Dateline: 28th March, 1999

Shadow Arts Council launched

The Shadow Arts Council, first mentioned by Sir Peter Hall at the Olivier Awards ceremony, was officially launched on Wednesday 24th March. Among the many theatre "names" who attended were Tom Stoppard, Harold Pinter, Caryl Churchill, Sir Richard Eyre, Dame Judi dench, Eileen Atkins, Michael Gambon, Simon Callow and John Tusa, MD of the Barbican Centre.

The aims of the organisation are to:

  1. represent those who need the arts and want them to flourish;
  2. bring pressure on government to recognise the importance to society of the arts as against popular entertainment;
  3. put the arts back in the education system at all levels;
  4. provide artistic guidance to subsidy-giving bodies such as ACE.

The organisation is funded by donations (£10).

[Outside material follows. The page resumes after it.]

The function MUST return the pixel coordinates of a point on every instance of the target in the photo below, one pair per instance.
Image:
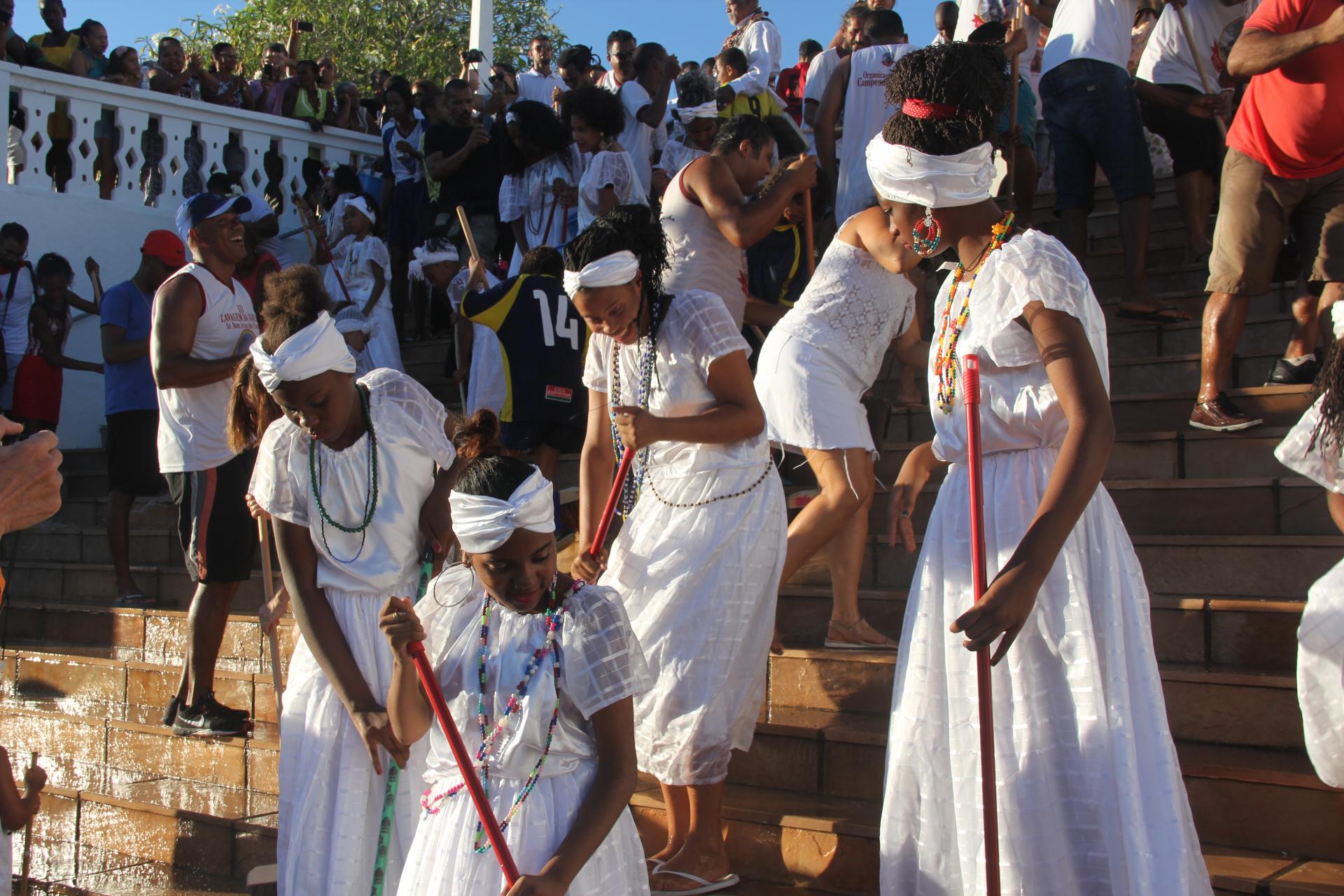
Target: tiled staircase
(1228, 542)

Further information can be obtained by phoning 0171 228 4916.

Venables to join RSC

Clare Venables of the BRIT School of Performing Arts and Technology is to be the new Director of Education for the Royal Shakespeare Company. As well as working at the BRIT School, she has also lectured in manchester University's drama dept., worked at the Theatre Royal, Lincoln, and the Theatre Royal Stratford East, and has been artistic director of the Crucible, Sheffield.

Theatre is not cool

A survey of the attitudes of children and parents towards theatre and the arts, presented at the Younger Older Conference, shows that children find theatre "uncool". By the age of 11 most children find pantomime "babyish", that theatre is too close to education, and that theatre is not "real", unlike cinema and TV soaps. Eastenders was cited as being much more "real" than theatre. Theatre, they think, is too formal and irrelevant to their lives.

Of 160 children interviewed, only one mentioned drama as a preferred leisure pursuit. Parents felt that the cost of tickets and the lack of suitable productions were the main reasons for their staying away.

Lottery funds lost to the arts

Around £125m of Lottery money is being spent on improving the local environment rather than the arts, heritage and then other areas for which it was set up.